9. In Trikumdas Damodhar v. Haridas Morarji (1907) I.L.R. 31 Bom. 583. Chandavarkar J. held that there could be no doubt upon the authorities that a bequest ' for purposes of popular usefulness or purposes of charity' was void for uncertainty. In Grimond (or Macintyre) v. Grimond  I.L.R. 31 Bom. 583. Lord Halsbury held that a bequest to such charitable or religious institutions, and societies as the trustees might select, was void for uncertainty. The directions are so vague that the Court is not called upon to make a new will for the testator.
10. In this case the words are similar. Purposes of popular usefulness, of charity, of religious acts are all mixed upland absolute discretion has been given to the trustee to apply any portion of the fund to any of them. I, therefore, hold that the whole of the trust in that clause, is inoperative. It would be impossible for any Court to correct or reform the mal administration of such a trust, or direct due administration thereof. In Bai Chadunbai v. Dady Nusserwanji Dady (1901) I.L.R. 26 Bom. 632. Stirling J. following Williams v. Kershaw (1835) 5 Cl. & F. 111. held, where the gift was for benevolent, charitable and religious purposes, it meant benevolent, or charitable or religious purposes and, therefore, the bequest was void for uncertainty. Reference has also been made to Surbomungola Dabee v. Mohendranath Nath (1879) I.L.R. 4 Calc. 508. in which White J. held that a trust for purposes of construction and erection of a pucca bathing ghat, at a suitable place on the river Hooghly surrounded by a chandney, and two temples of Siva, was void for uncertainty. This case shows to what extent our Courts have gone against bequests of a vague and uncertain character.
11. It Was held in Runchordas Vandravandas v. Parvatibai (1899) I.L.R. 23 Bom. 725. that a gift for dharam was too vague to be given effect to. It was said that the objects which can be considered to be meant by the word are too vague and uncertain for the administration of them to be under any control.

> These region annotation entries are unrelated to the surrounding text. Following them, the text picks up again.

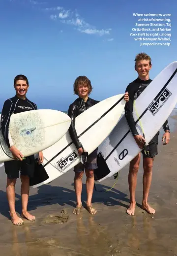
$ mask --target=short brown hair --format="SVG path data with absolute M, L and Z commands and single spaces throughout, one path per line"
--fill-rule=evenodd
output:
M 135 64 L 136 62 L 138 62 L 139 61 L 143 61 L 144 60 L 145 60 L 146 61 L 149 61 L 149 65 L 151 66 L 151 59 L 150 58 L 150 57 L 148 55 L 145 53 L 140 53 L 138 54 L 137 54 L 135 57 L 135 59 L 134 60 L 135 62 Z
M 73 85 L 74 94 L 78 95 L 78 86 L 81 85 L 87 85 L 88 88 L 88 95 L 91 93 L 92 87 L 91 81 L 85 76 L 80 76 L 76 78 Z

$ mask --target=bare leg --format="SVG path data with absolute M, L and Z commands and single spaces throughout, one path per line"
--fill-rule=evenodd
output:
M 143 179 L 143 197 L 142 208 L 151 214 L 153 214 L 155 212 L 155 210 L 152 208 L 148 203 L 148 199 L 152 180 L 153 160 L 154 158 L 146 158 L 143 159 L 144 172 Z
M 74 214 L 80 214 L 82 208 L 81 193 L 82 190 L 82 178 L 84 172 L 75 173 L 74 176 L 74 188 L 76 195 L 76 207 L 73 210 Z
M 35 217 L 27 211 L 30 192 L 30 178 L 26 175 L 21 175 L 20 178 L 22 181 L 21 190 L 22 204 L 22 217 L 30 222 L 33 222 L 35 221 Z
M 15 187 L 16 179 L 9 179 L 7 178 L 6 194 L 10 208 L 11 220 L 14 225 L 20 225 L 24 224 L 23 220 L 18 217 L 15 211 Z
M 130 191 L 130 203 L 129 207 L 126 211 L 126 213 L 129 215 L 135 215 L 136 206 L 135 190 L 140 159 L 141 153 L 139 153 L 130 163 L 128 184 Z
M 94 188 L 94 171 L 86 169 L 87 176 L 86 189 L 87 193 L 87 208 L 91 214 L 95 214 L 96 210 L 91 205 L 91 198 Z

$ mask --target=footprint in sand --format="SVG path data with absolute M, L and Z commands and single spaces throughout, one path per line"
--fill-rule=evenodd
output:
M 43 222 L 46 224 L 63 224 L 66 223 L 69 218 L 69 215 L 66 210 L 63 209 L 59 215 L 50 214 L 45 218 Z

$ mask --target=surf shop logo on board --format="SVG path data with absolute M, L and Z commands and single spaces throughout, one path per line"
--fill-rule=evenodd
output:
M 57 162 L 56 167 L 63 171 L 66 167 L 70 165 L 74 161 L 79 158 L 79 156 L 74 150 L 72 153 L 70 154 L 65 158 L 62 158 L 59 161 Z
M 153 116 L 155 116 L 161 109 L 171 95 L 172 93 L 167 88 L 165 88 L 157 98 L 155 98 L 152 100 L 148 108 Z

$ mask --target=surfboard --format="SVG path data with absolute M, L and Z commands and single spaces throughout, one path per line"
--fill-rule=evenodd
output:
M 70 117 L 51 109 L 30 110 L 12 114 L 9 131 L 14 145 L 24 157 L 38 153 L 59 140 L 71 124 Z M 0 162 L 13 160 L 0 132 Z
M 133 115 L 136 128 L 143 135 L 139 118 L 147 143 L 160 130 L 177 103 L 177 62 L 175 62 L 164 68 L 135 101 L 137 115 L 134 108 Z M 124 115 L 98 148 L 95 180 L 101 182 L 113 176 L 140 152 Z
M 124 108 L 124 94 L 97 103 L 76 118 L 75 128 L 85 151 L 90 154 L 110 134 Z M 43 151 L 44 162 L 30 181 L 37 188 L 65 173 L 81 161 L 77 150 L 68 131 L 59 141 Z

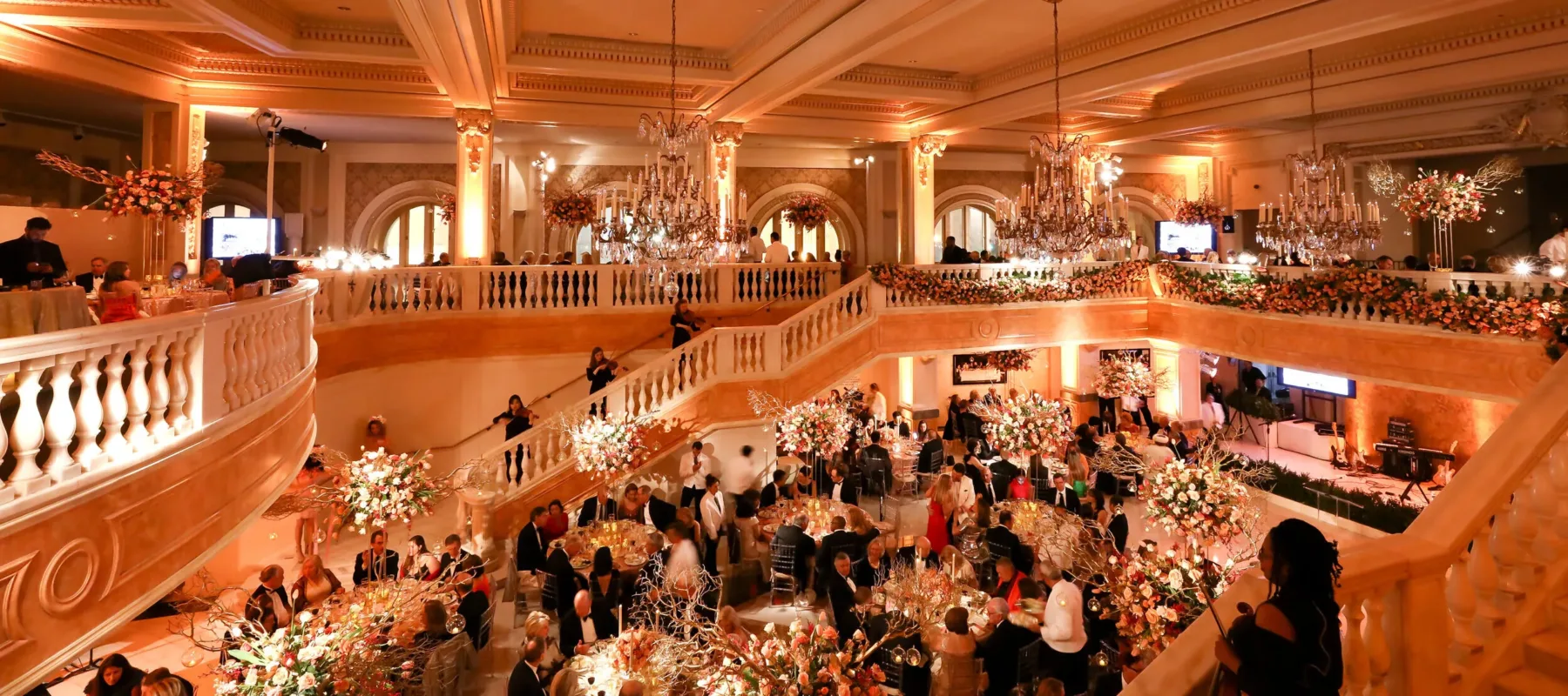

Having regard to all these decisions and upon the construction of the document, I hold, as I have already said, that the trusts in clause six are inoperative.
12. The result, therefore, is that the properties dealt with in the trust deed, or such properties as now represent them, are merely charged with such necessary expenses as were incurred in the lifetime of the lady for the maintenance and worship of the Thakoors mentioned in the third, clause, and the annual Durgot-shab mentioned in the fourth clause.
13. To avoid an expensive reference the parties have agreed to a scheme of'management in. respect of these properties. Those terms will be put in signed by the adult parties.
14. So far as the infants are concerned, I hold that the termination of this suit in this manner is beneficial for them. There was prospect of long and bitter litigation involving expensive enquiries, and I consider it for their benefit that the suit, should have terminated in this way. I sanction the scheme as for their benefit.